Last year’s establishment of Bond Connect, a trading link that connects global investors with China’s $9.6 trillion (Dh35.26 trillion) Interbank Bond Market, has been well received. Foreign holdings of Chinese bonds increased by $4.4 billion in September, marking the 19th consecutive month of inflows.

Under the Bond Connect programme, foreign investors are able to invest in domestic Chinese bonds directly through Hong Kong, using mutual access arrangements for trading, custody and settlement. Eligible investors are mainly institutions, such as banks, insurance companies, brokerages and asset management firms.

China’s rapidly expanding bond market is the world’s third-largest, but foreign participation has been limited: international investors own just over 8 per cent of China’s government bond market, compared over 10 per cent in Japan, nearly 30 per cent in the UK, and over 40 per cent in the US. The gradual opening of China’s bond market will offer abundant opportunities to issuers, investors, and all the intermediaries in between.

The three ‘Connect’ schemes — Bond Connect, Shenzhen Connect, and the Shanghai Connect that was launched since 2014 — have made the inclusion of mainland Chinese bonds and stocks in global indices possible.

Bloomberg recently announced that it will add Chinese RMB-denominated government and policy bank securities to the Bloomberg Barclays Global Aggregate Index, once several planned operational enhancements are implemented by PBOC and Ministry of Finance.
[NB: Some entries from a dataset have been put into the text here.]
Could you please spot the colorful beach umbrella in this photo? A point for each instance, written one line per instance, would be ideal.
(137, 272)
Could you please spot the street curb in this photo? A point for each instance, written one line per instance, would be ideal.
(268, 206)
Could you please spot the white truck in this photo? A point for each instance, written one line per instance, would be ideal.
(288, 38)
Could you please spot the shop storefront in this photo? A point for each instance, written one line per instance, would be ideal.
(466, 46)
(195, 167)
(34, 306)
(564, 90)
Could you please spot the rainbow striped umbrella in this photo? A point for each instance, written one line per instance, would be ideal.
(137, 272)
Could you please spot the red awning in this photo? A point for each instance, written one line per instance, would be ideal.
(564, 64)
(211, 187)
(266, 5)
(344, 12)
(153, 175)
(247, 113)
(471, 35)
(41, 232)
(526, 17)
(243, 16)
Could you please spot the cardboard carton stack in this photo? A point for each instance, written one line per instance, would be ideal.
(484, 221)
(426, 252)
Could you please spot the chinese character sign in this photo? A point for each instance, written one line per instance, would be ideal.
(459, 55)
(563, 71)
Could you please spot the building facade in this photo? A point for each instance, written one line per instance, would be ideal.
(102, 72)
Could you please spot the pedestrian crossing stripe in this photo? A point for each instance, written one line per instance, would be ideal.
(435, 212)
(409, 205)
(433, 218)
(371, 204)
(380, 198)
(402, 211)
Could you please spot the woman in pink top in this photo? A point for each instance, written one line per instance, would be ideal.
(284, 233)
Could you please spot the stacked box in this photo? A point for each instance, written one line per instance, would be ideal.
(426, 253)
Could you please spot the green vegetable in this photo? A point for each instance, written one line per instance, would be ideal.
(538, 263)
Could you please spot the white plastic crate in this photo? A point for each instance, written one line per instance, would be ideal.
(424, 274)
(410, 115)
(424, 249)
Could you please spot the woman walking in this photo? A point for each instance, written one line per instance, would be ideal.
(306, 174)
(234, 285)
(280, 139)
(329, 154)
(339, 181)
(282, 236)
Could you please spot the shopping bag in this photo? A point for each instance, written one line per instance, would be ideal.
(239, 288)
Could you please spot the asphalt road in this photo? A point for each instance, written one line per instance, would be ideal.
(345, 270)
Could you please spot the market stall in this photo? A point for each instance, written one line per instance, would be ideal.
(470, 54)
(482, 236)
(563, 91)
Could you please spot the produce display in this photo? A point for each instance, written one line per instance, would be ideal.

The addition of these securities will be phased in over a 20-month period starting April 2019.

When fully accounted for in the Global Aggregate Index, local currency Chinese bonds will be the fourth-largest currency component following the US dollar, the euro and the Japanese yen. Using data as of January 31, 2018, the index would include 386 Chinese securities and represent 5.49 per cent of a $53.73 trillion index.

The Belt and Road Initiative too is expected to speed up the RMB internationalisation. The initiative will boost trade along the Belt and Road route, as well as the use of the RMB as a trade currency.

Wong expects the opening of Chinese capital markets along with RMB trade settlements driven by trade growth from a Belt and Road Initiative to support the growth of HSBC’s financial markets, trade and payments business in the years ahead.

HSBC to go full steam ahead with mainland expansion plans

HSBC is poised for further expansion in China, with a strong focus on the fast-growing Pearl River Delta (PRD) region in Guangdong Province.

HSBC’s choice of the PRD as the cutting edge of its China strategy is clearly driven by the region’s proximity to Hong Kong and huge business opportunities in the highly innovative and technology driven businesses in what is known as China’s ‘Silicon Delta’.

The PRD is across the border from Hong Kong. Policymakers both in Hong Kong and on the mainland are working on projects to strengthen commercial links between Hong Kong, Macau and Guangdong through the Greater Bay Area scheme.

“We are present in all the major cities in the PRD and have close to 3,000 people working in our banking operations in the region. We have done a lot with the technology companies in Shenzhen. In fact, we had set up a 2 billion yuan [Dh1.05 billion] Innovation Fund to lend to companies in the new economy sectors that was very enthusiastically received by customers,” said Wong.

The bank launched HSBC Qianhai Securities in December last year after winning approval to own 51 per cent of the joint venture (JV). It is the first and only Chinese securities joint venture to be majority owned by a foreign bank. The JV, in Shenzhen’s Qianhai financial district, has been rapidly scaling up in recent months and offers global and domestic clients services such as capital markets underwriting, mergers and acquisitions advice and securities brokerage and research.

The Qianhai joint venture is part of a wider growth strategy for HSBC in China, which has a particular focus on the PRD and work related to China’s Belt and Road Initiative. HSBC’s PRD-related business will include retail and commercial banking as well as the new securities business. On the retail side, the bank is focusing on technology, especially mobile propositions.